Having 2 millivolts in your case you might have measureable distortion, but this would settle very rapidly...now the dummy load thing is handy to see whether your amp can have a thermal runaway OR take away all the bias when running hot.

Myself when I refurbish an amp, I'll run it until the heatsink will be something like 55 degrees celcius (something like 130/140 fahrenheit), take the load off and see if bias is acceptable being around normal or maybe 1 or 2 times higher but not alarming.

Some old amps, like my Luxman SQ507X, had some inferior tracking by design.

 

[amr2]

OK, I'm going to do that test, thank you.

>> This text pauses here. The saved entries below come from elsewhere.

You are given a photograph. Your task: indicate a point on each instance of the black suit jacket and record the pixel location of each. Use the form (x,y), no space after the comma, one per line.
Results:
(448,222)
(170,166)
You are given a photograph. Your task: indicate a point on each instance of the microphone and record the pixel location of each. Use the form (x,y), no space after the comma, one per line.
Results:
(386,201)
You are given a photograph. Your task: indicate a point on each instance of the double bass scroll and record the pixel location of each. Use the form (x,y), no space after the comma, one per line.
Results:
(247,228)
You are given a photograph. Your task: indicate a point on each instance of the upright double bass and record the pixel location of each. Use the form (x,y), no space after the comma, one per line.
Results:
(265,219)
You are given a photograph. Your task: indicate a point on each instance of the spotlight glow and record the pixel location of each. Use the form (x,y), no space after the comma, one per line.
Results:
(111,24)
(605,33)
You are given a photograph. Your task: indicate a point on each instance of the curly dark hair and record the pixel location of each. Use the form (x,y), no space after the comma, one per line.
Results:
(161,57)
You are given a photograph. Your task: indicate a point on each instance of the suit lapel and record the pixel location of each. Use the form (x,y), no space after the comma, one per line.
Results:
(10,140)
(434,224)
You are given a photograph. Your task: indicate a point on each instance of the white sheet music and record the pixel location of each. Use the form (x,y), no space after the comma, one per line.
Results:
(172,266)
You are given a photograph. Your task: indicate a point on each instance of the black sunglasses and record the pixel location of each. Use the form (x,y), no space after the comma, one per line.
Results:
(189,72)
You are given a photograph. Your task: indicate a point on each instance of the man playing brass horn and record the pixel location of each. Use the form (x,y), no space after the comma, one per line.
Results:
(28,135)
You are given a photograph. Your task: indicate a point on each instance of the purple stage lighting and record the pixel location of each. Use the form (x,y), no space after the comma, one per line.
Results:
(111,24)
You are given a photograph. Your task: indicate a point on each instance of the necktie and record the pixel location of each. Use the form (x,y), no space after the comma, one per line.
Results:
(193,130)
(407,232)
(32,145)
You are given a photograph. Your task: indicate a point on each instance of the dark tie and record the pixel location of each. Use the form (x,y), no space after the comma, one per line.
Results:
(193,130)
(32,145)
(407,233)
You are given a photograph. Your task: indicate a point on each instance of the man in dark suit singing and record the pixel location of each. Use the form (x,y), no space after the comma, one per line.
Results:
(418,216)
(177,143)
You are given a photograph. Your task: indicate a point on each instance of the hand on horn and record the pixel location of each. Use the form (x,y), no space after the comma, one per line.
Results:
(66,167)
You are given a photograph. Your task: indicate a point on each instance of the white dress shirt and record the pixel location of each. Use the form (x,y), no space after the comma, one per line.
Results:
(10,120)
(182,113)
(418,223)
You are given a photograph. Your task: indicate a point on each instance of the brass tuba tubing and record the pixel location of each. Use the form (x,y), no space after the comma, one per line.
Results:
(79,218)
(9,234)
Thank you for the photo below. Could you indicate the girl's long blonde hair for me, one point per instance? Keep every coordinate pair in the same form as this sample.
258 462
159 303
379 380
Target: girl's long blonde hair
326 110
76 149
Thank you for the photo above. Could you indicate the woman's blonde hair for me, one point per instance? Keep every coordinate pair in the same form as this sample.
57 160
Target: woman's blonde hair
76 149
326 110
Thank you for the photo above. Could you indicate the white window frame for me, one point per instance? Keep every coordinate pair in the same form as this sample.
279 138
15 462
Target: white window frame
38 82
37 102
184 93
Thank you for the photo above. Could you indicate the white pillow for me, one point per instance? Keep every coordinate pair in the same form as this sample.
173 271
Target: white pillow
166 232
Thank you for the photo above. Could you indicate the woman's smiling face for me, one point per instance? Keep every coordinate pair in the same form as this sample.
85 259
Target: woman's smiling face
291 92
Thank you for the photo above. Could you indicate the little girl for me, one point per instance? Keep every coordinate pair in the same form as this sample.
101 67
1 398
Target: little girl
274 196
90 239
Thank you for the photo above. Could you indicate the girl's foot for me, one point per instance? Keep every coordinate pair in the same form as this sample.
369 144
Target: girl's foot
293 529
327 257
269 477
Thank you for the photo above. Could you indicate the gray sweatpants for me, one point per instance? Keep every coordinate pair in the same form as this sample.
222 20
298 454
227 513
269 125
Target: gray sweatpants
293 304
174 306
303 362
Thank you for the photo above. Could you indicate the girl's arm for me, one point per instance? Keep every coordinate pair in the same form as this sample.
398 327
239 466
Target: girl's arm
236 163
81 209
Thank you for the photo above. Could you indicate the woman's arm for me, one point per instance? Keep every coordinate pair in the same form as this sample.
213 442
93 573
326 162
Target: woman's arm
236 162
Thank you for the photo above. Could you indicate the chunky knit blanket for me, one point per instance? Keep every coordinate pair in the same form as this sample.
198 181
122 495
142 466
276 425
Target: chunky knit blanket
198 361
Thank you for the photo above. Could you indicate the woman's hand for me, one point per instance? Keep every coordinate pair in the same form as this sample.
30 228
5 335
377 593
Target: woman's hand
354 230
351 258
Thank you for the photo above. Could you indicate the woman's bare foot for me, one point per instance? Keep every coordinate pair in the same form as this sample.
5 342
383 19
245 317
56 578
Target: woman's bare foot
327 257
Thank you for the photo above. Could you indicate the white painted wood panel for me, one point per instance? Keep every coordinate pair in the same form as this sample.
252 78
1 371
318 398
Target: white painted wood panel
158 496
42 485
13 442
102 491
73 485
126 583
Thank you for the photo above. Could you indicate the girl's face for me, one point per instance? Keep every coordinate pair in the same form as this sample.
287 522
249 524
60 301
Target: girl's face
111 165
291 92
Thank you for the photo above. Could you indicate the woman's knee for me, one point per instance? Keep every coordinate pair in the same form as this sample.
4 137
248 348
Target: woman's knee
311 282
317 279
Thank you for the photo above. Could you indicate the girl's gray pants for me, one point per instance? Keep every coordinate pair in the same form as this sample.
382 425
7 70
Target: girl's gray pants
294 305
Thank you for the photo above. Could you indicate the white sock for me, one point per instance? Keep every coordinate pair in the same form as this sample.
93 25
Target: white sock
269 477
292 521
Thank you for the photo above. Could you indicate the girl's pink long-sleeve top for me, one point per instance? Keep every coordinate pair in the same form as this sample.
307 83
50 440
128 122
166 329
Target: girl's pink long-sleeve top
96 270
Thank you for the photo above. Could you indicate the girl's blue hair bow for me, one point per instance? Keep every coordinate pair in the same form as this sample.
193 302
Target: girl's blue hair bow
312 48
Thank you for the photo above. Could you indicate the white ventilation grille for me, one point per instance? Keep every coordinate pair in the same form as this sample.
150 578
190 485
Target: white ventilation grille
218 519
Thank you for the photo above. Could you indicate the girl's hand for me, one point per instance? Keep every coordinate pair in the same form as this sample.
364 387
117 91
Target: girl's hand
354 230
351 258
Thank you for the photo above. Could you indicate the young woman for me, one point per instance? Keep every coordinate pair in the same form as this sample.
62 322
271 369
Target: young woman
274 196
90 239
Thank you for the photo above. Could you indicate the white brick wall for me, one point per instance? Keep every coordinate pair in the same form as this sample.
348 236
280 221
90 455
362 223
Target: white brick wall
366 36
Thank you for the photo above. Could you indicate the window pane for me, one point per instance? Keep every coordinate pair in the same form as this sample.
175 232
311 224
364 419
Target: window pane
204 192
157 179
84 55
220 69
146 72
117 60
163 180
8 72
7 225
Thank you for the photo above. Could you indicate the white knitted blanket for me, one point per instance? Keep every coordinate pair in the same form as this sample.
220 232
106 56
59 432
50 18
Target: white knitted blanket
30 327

I forgot to mention a thing. All components changed are genuine, except the bias transistors (2SC1953) that are theoretically old stock, but I cannot be 100% sure. They are very similar to the originals, and the body is dark grey, not black like several counterfeits that I have seen. The original was 2SC1953-Q and these are 2SC1953-R and 2SC1953-S. I installed the R types, but one thing that I found strange is that the suffix “S” doesn’t exit in the datasheet:

http://www.semicon.panasonic.co.jp/ds4/2SC1953_BED_discon.pdf

An option could be change them for an equivalent, like the KSC3503D...

 

[ConradH]

The channels probably aren't exact thermal copies of each other, just physical layout and airflow issues. The transistors probably aren't perfectly matched for B-E voltage. I wouldn't lose any sleep over it if the bias is stable and recovers nicely from a hot condition. Bias can be a funny thing and it helps a lot to have the amp on a THD analyzer to see where the bias really needs to be, often not quite where you'd think.

 

[amr2]

Perfect. I have just removed the cover to track the bias voltage. I will see how it recovers from a hot condition and I will report back. What about using a hairdryer to heat up the heatsink? :scratch2:

On the other hand, this amp seems to be very sensitive to airflow. I can see how the voltage descend a few mV only blowing on the PCB!

 

[ConradH]

Being a bit impatient, I use a hot air gun all the time on heat sinks.


An electronic salesman walked in and enthusiastically said "heat sinks!" I threw him out because any fool knows heat rises.

 

[gslikker]

heat shrinks, too. sometimes, cold shrinks also ;-)

 

[amr2]

The hairdryer test:

- Hairdryer at minimum velocity, amplifier with no input signal. The little airflow that was going to the PCB was causing to drop the bias quite fast…until 3mV…then I stopped the test. The heatsinks were quite hot.
- Now the bias began to rise, until 12mV, to slowly drop close to 10mV

I don’t understand why very little airflow in the PCB causes to drop the bias ¿?

 

[petehall347]

its not the flow of air its the heat .

 

[amr2]

But it's strange that blowing air at room temperature it also drops. It's just a curiosity, I'm not going to put a fan on the top...

I will try to do a similar test with the dummy load.

 

[SoCal Sam]

When you compare the signal output from both channels, is there any difference? If none, be happy.

 

[amr2]

Do you mean comparing a sine wave from both channels on the oscilloscope? If so, no, there is no difference. I cannot measure THD, but the signal seems to be clean...

By the way, the bias have been adjusted without load. One channel has a slight DC offset, and there is a little difference if you leave the load connected.

 

[amr2]

I did some tests using a dummy load, and although one channel have a thermal drift slightly different from the other, I think that it's time to put the cover on and enjoy it. Thank you guys.